Tapi dengan tinju dan tendangan kakinya yang sangat kuat, membuat semua perampok itu tergeletak lemas.

"Jangan main-main denganku," ucap Zuko seraya memandang para perampok dibawahnya yang tergeletak lemas.

"A... Ampun tuan." Salah satu perampok itu terbangun dengan ucapan terbata-bata.

Zuko berjalan menghampiri Freya yang berdiri dengan ketakutan, wajahnya pucat dengan tubuh yang bergetar kedinginan. "Apa kamu terluka?"

"Tidak. Tapi tanganmu terluka," lirih Freya sembari meraih tangan Zuko yang mengeluarkan darah.

"Tidak apa-apa, ini hanyalah luka kecil saja," Zuko mengusap luka itu dengan tangannya. Darah masih keluar dengan perlahan.

Ketika tengah berdiri. Tiba-tiba salah satu perampok itu mendorong Freya sampai terjatuh ke jurang.

"Aaaa...." teriakan Freya yang terjatuh dari tebing menuju ke sebuah sungai.

"Freya," teriak Zuko seraya ikut melompat dari tebing itu, dia berani melakukan itu karena mempunyai kekuatan sebagai seorang kesatria.

"Byuuurrrrr," Zuko terjatuh ke sungai dengan aliran air yang sangat deras. Ia berusaha untuk naik ke permukaan.

Diantara derasnya air, dirinya mengikuti arus itu seraya mencari Freya yang entah ada dimana.

Saat itu firasatnya mengatakan jika Freya masih berada dibawah. Ia kembali menyelam ke dasar sungai mencari gadis itu.

Ketika ia menyelam sangat dalam, ternyata Freya tenggelam tak sadarkan diri.
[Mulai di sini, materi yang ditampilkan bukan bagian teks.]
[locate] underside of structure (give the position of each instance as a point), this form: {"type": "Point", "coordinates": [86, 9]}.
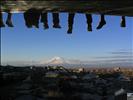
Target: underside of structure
{"type": "Point", "coordinates": [107, 7]}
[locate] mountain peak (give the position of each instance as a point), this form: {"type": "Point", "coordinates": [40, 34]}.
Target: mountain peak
{"type": "Point", "coordinates": [57, 60]}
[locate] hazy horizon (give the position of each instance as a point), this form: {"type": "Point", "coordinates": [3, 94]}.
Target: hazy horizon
{"type": "Point", "coordinates": [110, 46]}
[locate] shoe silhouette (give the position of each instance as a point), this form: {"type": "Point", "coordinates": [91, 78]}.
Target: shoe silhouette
{"type": "Point", "coordinates": [101, 24]}
{"type": "Point", "coordinates": [9, 23]}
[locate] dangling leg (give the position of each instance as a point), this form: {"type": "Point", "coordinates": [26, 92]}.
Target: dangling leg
{"type": "Point", "coordinates": [89, 21]}
{"type": "Point", "coordinates": [123, 21]}
{"type": "Point", "coordinates": [56, 20]}
{"type": "Point", "coordinates": [1, 20]}
{"type": "Point", "coordinates": [44, 20]}
{"type": "Point", "coordinates": [102, 22]}
{"type": "Point", "coordinates": [70, 22]}
{"type": "Point", "coordinates": [9, 19]}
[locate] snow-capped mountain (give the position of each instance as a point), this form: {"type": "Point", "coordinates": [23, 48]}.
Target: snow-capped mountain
{"type": "Point", "coordinates": [57, 61]}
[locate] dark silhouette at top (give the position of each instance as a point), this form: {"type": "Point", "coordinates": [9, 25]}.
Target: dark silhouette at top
{"type": "Point", "coordinates": [56, 20]}
{"type": "Point", "coordinates": [102, 22]}
{"type": "Point", "coordinates": [70, 22]}
{"type": "Point", "coordinates": [44, 19]}
{"type": "Point", "coordinates": [89, 22]}
{"type": "Point", "coordinates": [31, 17]}
{"type": "Point", "coordinates": [8, 20]}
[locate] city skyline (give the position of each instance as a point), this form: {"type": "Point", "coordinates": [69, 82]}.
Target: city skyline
{"type": "Point", "coordinates": [110, 46]}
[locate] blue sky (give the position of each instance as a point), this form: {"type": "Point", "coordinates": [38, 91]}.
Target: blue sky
{"type": "Point", "coordinates": [21, 45]}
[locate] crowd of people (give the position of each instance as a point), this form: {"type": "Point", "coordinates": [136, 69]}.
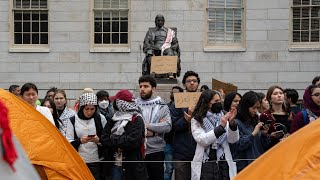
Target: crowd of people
{"type": "Point", "coordinates": [123, 137]}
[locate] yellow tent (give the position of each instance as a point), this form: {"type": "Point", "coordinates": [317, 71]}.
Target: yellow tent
{"type": "Point", "coordinates": [42, 142]}
{"type": "Point", "coordinates": [297, 157]}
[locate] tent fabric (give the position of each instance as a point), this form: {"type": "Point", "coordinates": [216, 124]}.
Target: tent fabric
{"type": "Point", "coordinates": [297, 157]}
{"type": "Point", "coordinates": [42, 142]}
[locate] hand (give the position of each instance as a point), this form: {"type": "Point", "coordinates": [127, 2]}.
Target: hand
{"type": "Point", "coordinates": [257, 128]}
{"type": "Point", "coordinates": [187, 117]}
{"type": "Point", "coordinates": [224, 120]}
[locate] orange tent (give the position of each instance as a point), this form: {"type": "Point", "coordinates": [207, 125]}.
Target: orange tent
{"type": "Point", "coordinates": [297, 157]}
{"type": "Point", "coordinates": [42, 142]}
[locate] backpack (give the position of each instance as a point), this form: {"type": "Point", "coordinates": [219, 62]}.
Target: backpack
{"type": "Point", "coordinates": [142, 147]}
{"type": "Point", "coordinates": [305, 116]}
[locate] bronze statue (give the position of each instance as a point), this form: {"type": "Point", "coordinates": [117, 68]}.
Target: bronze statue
{"type": "Point", "coordinates": [160, 41]}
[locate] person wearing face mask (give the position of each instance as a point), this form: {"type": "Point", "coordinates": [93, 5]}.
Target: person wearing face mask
{"type": "Point", "coordinates": [213, 131]}
{"type": "Point", "coordinates": [254, 139]}
{"type": "Point", "coordinates": [84, 133]}
{"type": "Point", "coordinates": [104, 105]}
{"type": "Point", "coordinates": [168, 137]}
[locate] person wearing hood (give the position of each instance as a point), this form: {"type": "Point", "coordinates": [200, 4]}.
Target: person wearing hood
{"type": "Point", "coordinates": [311, 103]}
{"type": "Point", "coordinates": [84, 133]}
{"type": "Point", "coordinates": [123, 139]}
{"type": "Point", "coordinates": [157, 120]}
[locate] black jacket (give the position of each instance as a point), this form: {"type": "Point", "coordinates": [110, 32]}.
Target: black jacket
{"type": "Point", "coordinates": [130, 142]}
{"type": "Point", "coordinates": [183, 143]}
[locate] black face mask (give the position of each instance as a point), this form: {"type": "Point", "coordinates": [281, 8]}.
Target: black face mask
{"type": "Point", "coordinates": [216, 107]}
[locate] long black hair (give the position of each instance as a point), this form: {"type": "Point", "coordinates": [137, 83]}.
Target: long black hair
{"type": "Point", "coordinates": [202, 106]}
{"type": "Point", "coordinates": [54, 113]}
{"type": "Point", "coordinates": [248, 100]}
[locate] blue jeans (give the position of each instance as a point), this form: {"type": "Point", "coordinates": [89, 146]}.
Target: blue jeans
{"type": "Point", "coordinates": [168, 158]}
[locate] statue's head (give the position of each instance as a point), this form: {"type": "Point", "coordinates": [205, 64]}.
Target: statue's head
{"type": "Point", "coordinates": [159, 20]}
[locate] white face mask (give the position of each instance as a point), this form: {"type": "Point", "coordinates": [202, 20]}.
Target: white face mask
{"type": "Point", "coordinates": [104, 104]}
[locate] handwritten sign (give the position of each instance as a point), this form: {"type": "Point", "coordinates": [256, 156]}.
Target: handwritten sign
{"type": "Point", "coordinates": [227, 87]}
{"type": "Point", "coordinates": [186, 99]}
{"type": "Point", "coordinates": [163, 64]}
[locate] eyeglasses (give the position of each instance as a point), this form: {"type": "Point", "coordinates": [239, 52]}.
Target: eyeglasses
{"type": "Point", "coordinates": [316, 94]}
{"type": "Point", "coordinates": [192, 80]}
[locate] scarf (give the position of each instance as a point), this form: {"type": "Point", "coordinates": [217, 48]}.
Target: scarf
{"type": "Point", "coordinates": [308, 103]}
{"type": "Point", "coordinates": [124, 115]}
{"type": "Point", "coordinates": [211, 121]}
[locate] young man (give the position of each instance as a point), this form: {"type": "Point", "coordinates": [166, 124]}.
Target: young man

Dengan sekuat tenaga, ia mengangkat tubuh Freya menuju ke permukaan.

Karena air sungai terlalu deras, membuatnya sedikit kesulitan untuk berenang ketepian. "Bertahanlah Freya."

"Pyukk-pyukk-pyukk," Zuko berusaha dengan sekuat tenaga menuju ke tepian dengan tangan kirinya membawa Freya yang masih pingsan.

Nafasnya terengah-engah ketika sampai ke tepian sungai. Dia meletakkan Freya diatas rerumputan.

"Freya, ayo bangun," Zuko berusaha membangunkan gadis itu dengan menyentuh pipi halusnya.